Like many filmmakers selected for this year’s New York Film Festival, Jia Zhangke gets more distribution internationally than in his native country. However, in Jia’s case, it is not because he is an elitist or lacks a popular following. In fact, many of his films have been widely seen through bootleg copies. It is simply a matter of government censorship. Despite his uncertain status with the official state film establishment, Jia is received like a favorite son when he revisits his home town and other scenes from his resolutely independent films in Walter Salles’ documentary, Jia Zhangke, a Guy from Fenyang (clip here), which screens during the 53rd New York Film Festival.

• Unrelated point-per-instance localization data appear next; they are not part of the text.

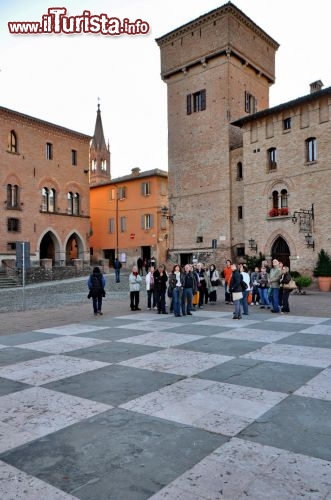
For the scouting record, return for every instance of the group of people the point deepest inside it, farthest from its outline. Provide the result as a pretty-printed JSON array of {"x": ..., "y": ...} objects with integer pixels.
[
  {"x": 268, "y": 286},
  {"x": 181, "y": 285},
  {"x": 197, "y": 285}
]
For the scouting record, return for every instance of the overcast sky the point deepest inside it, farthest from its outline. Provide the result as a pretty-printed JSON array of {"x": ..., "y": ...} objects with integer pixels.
[{"x": 59, "y": 77}]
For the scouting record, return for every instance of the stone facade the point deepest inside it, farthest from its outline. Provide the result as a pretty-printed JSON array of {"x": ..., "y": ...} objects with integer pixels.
[
  {"x": 214, "y": 67},
  {"x": 45, "y": 189},
  {"x": 232, "y": 159}
]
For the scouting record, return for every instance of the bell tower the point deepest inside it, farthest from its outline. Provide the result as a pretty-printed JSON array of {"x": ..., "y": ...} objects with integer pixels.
[{"x": 99, "y": 154}]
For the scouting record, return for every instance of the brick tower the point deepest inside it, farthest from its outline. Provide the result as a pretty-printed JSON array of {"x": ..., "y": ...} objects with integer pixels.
[
  {"x": 217, "y": 68},
  {"x": 99, "y": 154}
]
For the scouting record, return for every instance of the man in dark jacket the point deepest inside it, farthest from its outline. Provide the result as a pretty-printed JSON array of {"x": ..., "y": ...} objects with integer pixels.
[
  {"x": 96, "y": 284},
  {"x": 189, "y": 288}
]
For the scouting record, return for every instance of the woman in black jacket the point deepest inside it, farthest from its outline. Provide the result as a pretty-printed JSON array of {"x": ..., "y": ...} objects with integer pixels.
[
  {"x": 236, "y": 289},
  {"x": 160, "y": 288}
]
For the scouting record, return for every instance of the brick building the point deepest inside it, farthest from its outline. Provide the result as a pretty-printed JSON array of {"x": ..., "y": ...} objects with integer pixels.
[
  {"x": 223, "y": 138},
  {"x": 129, "y": 218},
  {"x": 45, "y": 189}
]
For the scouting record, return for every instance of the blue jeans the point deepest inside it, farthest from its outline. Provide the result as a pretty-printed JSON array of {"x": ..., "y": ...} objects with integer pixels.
[
  {"x": 264, "y": 297},
  {"x": 243, "y": 301},
  {"x": 274, "y": 296},
  {"x": 97, "y": 303},
  {"x": 237, "y": 308},
  {"x": 177, "y": 300},
  {"x": 187, "y": 300}
]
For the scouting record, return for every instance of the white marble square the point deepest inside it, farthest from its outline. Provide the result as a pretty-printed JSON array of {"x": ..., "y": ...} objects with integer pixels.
[
  {"x": 29, "y": 414},
  {"x": 16, "y": 484},
  {"x": 268, "y": 336},
  {"x": 318, "y": 387},
  {"x": 310, "y": 320},
  {"x": 161, "y": 339},
  {"x": 177, "y": 361},
  {"x": 48, "y": 369},
  {"x": 209, "y": 405},
  {"x": 152, "y": 326},
  {"x": 317, "y": 330},
  {"x": 72, "y": 329},
  {"x": 240, "y": 469},
  {"x": 293, "y": 354},
  {"x": 59, "y": 345},
  {"x": 228, "y": 322}
]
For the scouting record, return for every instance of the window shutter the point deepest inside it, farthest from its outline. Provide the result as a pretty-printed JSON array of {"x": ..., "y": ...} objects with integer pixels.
[
  {"x": 203, "y": 99},
  {"x": 246, "y": 102},
  {"x": 189, "y": 104}
]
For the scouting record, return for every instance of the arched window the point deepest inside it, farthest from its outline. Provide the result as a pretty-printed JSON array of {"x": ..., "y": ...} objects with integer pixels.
[
  {"x": 311, "y": 149},
  {"x": 239, "y": 171},
  {"x": 12, "y": 142},
  {"x": 272, "y": 159},
  {"x": 12, "y": 196},
  {"x": 76, "y": 204},
  {"x": 48, "y": 199},
  {"x": 70, "y": 202},
  {"x": 283, "y": 198}
]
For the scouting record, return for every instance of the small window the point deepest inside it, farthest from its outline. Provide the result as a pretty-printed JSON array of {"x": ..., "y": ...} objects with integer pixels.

The concept behind Guy from Fenyang is hardly a new one. Damien Ounouri essentially did the same thing in his hour-long documentary Xiao Jia Going Home from 2008. However, a lot can change in seven years, especially in today’s China. Nor is Jia one to be idol for long. Indeed, as Salles’ doc opens, Jia and actor Wang Hongwei walk through the streets of Fenyang that were lined with karaoke bars when they made their earlyfilms like Platform, but are ominously shuttered now.

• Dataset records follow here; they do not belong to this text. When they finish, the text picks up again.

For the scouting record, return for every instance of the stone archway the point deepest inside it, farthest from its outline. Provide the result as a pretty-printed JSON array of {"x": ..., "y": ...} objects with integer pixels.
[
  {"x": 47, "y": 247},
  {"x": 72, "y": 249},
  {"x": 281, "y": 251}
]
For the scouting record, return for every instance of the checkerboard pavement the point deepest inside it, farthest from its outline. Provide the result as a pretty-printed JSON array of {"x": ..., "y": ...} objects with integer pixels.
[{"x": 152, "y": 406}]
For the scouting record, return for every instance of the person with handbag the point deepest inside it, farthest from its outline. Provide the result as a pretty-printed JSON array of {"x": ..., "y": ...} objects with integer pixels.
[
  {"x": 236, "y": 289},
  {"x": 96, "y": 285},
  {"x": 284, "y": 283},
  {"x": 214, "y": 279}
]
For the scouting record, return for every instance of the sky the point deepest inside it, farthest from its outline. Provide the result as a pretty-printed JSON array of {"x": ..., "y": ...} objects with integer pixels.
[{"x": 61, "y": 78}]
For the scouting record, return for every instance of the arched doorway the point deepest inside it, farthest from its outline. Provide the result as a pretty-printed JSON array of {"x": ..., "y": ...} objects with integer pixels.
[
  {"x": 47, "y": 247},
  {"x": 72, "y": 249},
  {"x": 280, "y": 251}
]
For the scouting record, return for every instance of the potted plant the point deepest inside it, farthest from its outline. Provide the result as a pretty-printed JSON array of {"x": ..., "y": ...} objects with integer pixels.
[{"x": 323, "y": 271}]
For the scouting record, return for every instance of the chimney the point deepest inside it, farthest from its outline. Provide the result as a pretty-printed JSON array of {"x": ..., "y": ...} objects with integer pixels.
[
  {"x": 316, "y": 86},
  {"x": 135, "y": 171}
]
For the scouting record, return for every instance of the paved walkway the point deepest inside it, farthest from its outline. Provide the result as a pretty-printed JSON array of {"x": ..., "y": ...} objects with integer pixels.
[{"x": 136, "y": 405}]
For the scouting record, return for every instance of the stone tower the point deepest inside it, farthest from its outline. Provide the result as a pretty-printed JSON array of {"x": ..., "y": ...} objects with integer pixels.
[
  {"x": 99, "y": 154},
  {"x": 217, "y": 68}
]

For someone who cannot get his films approved for Mainland theatrical distribution, Jia sure has a lot of people approach him on the streets. Yet, he is always gracious about it. He also seems like a dutiful son when he visits his mother and eldest sister. In somewhat oblique fashion, Salles reveals the importance of family to Jia, especially with respects to his father. As a university faculty member, who had the profound misfortune of keeping a diary since his teenage years, the Cultural Revolution was especially difficult on Jia’s dad. It was also hard on his grandmother, who was the widow of a land-owning doctor. Clearly, his family’s experiences have influenced his work, most notably Platform, but there is a nonconformist humanist perspective reflected throughout his work. Of course, that is exactly why he has such trouble with the censors.
In addition to Jia, Salles also talks to several of his key collaborators, notably including his wife, muse, and frequent leading lady Zhao Tao, who explains how her life inspired The World. In accordance with Jia’s democratic spirit, Salles also elicits insights from his frequent cinematographer Yu Lik-wai and sound designer Zhang Yang. Fittingly, he liberally illustrates the film with clips of Jia’s work, but none are as evocative as the visually striking (and perhaps comparatively underrated) The World.
Picking up on Jia’s concerns regarding overdevelopment and callous demolition, Salles often compares and contrasts the locales of Jia’s film as they were then with their present radically altered conditions. It is hard to miss the devastation wrought on working class neighborhoods. Although Jia never gets explicitly political, we get a clear idea of the social inequities that distress him.